Blog yazma ile başlayan en büyük sorunlardan birisi sanırım yazarın "okunmadığı" vehmine kapılmasıdır. Oysa gelişmiş arama motorları sayesinde bir şekilde yazınızın konusuna ilgi duyan kullanıcılar yazınıza ulaşmakta, onu okumakta ve değerlendirmektedir. Burada önemli olan blog yazarının kendi düşüncesini uçsuz bucaksız web deryasına aktarmasıdır ki blog sistemleri de bunun için en kullanışlı platformlardan birisidir. Yazınızı denetleyecek bir editör ya da yönetici yoktur ve görüşlerinizi direk olarak bu havuza aktarıp kullanıcıların istifade etmesini sağlamanız mümkündür.

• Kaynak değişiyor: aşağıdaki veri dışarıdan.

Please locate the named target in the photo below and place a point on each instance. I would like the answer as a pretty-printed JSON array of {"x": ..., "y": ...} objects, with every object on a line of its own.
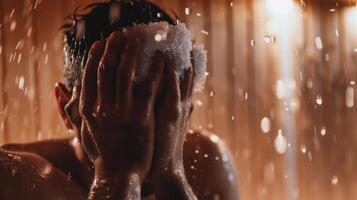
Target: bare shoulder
[
  {"x": 209, "y": 167},
  {"x": 28, "y": 176}
]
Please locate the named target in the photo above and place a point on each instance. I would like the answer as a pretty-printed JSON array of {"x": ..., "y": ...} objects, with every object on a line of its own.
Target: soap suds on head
[{"x": 175, "y": 41}]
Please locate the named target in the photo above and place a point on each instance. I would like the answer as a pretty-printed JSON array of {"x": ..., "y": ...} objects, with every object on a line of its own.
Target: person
[{"x": 130, "y": 139}]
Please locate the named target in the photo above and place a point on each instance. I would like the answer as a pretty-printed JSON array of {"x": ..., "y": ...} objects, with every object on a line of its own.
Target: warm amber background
[{"x": 243, "y": 78}]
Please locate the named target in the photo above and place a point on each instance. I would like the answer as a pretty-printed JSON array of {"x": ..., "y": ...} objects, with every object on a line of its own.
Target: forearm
[
  {"x": 174, "y": 187},
  {"x": 115, "y": 185}
]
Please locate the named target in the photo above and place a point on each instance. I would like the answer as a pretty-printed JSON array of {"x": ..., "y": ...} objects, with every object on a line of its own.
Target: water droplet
[
  {"x": 280, "y": 143},
  {"x": 319, "y": 100},
  {"x": 265, "y": 125},
  {"x": 199, "y": 103},
  {"x": 349, "y": 97},
  {"x": 204, "y": 32},
  {"x": 281, "y": 89},
  {"x": 303, "y": 149},
  {"x": 269, "y": 39},
  {"x": 158, "y": 38},
  {"x": 318, "y": 43},
  {"x": 21, "y": 82},
  {"x": 13, "y": 26},
  {"x": 323, "y": 131},
  {"x": 187, "y": 11},
  {"x": 334, "y": 180}
]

Bugün bir çok araştırma şirketi blogları ve sosyal medya araçlarını incelemekte ve değerlendirmektedir. Bu araçlardan aktarılan verileri toplamakta ve anlık analizler yaparak kitlelerin düşüncelerini öğrenmeye ve yorumlamaya çalışmaktadırlar. Bu noktada blog yazarlığının önemli olduğunu düşünüyorum. Köşe yazarlığından farkı ise blog yazarlığının bir filtre sisteminden geçmediği için araştırma kurumlarına daha net ve organik veriyi sağladığını düşünüyorum. Buradan blog yazarlığının demokratik bir eylem olduğunu da söyleyebiliriz. Herkesin kendi düşüncesini derli toplu söylediği, yazdığı ve savunduğu bir ortamın demokrasiye de katkısı tartışılmaz. 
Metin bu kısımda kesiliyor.